Thieu got the message. With or without him, Nixon was going to sign a treaty. Refusal to cooperate would mean an end to American military assistance and certain defeat. Stone-faced, his teeth tightly clenched, Thieu told Ambassador Ellsworth Bunker that he would sign. On January 8 Kissinger met with Le Duc Tho in Paris; a week later Nixon halted all military operations against North Vietnam; and on January 27 all four parties—the United States, North Vietnam, South Vietnam, and the Provisional Revolutionary Government of South Vietnam—signed the treaty. The document provided for release of all American prisoners of war and withdrawal of all United States military personnel within sixty days; a cease-fire to be monitored by a four-nation International Commission of Control and Supervision; cessation of all foreign military activity in Laos and Cambodia; American provision of replacement military aid and unlimited economic assistance to South Vietnam; and formation of a Council of National Reconciliation and Concord, composed of representatives from the Saigon regime, the Provisional Revolutionary Government of South Vietnam, and a neutral body, to resolve outstanding political questions and organize elections in South Vietnam.

 

The settlement came none too soon. When Congress convened in January, the Democratic caucuses of both houses voted overwhelmingly to eliminate all funds for military operations in Indochina, and polls of the new Congress indicated huge majorities for the end of American involvement in the region. There were only 24,000 American troops still in South Vietnam. Political support for the war in the United States had completely evaporated. Nixon had no choice but to get the treaty signed and sealed. In a national television address, he announced that within sixty days all American troops would be out of South Vietnam and the prisoners of war would be home. “South Vietnam,” he said, “has gained the right to determine its own future. . . . Let us be proud that America did not settle for a peace that would have betrayed our ally.” The speech repelled Nguyen Cao Ky, “so nauseating was its hypocrisy and self-delusion. . . . This is an enormous step toward the total domination of Vietnam and there is no reason why they [the Communists] should stop now. . . . I give them a couple of years before they invade the South.”

 

There were a few good months before it all started to unravel. On February 12, 1973, the first of 591 American prisoners of war returned home, and the rest were in the United States by the end of March. Nixon and Kissinger hosted them at the White House, and the soldiers paid homage to the president who had ended the war. On February 21 the Royal Laotian government signed a cease-fire with the communist Pathet Lao guerrillas. The International Commission of Control and Supervision, composed of Canada, Indonesia, Hungary, and Poland, went into operation in March. A relieved Henry Kissinger remarked to the press, “It should be clear by now that no one in the war has had a monopoly of anguish and that no one has a monopoly of insight.

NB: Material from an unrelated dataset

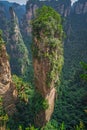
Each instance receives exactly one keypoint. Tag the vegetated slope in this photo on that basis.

Together with healing the wounds in Indochina, we can begin to heal the wounds in America.”

 

But those wounds continued to fester, and the Nixon administration was unable to deliver on its promise to rescue South Vietnam if Hanoi broke the agreement. Richard Nixon’s insecurities and paranoia, his resentment of the press and the eastern establishment, were about to catch up with him. The Watergate scandal enveloped him, and when the final North Vietnamese offensive came in 1975, he would be living in exile in San Clemente.

 

During the election campaign of 1972, operatives connected with the White House had conducted a series of illegal and unethical programs, all directed at undermining the political efforts of liberal Democrats. On June 22, 1972, police caught several men attempting to wiretap Democratic Party National Headquarters in the Watergate Building in Washington. A few days later, when it was clear that a number of top administration officials were involved in planning and financing the break-in, Nixon ordered a cover-up of the entire affair. Two enterprising reporters from the Washington Post—Robert Woodward and Carl Bernstein—eventually exposed the whole story.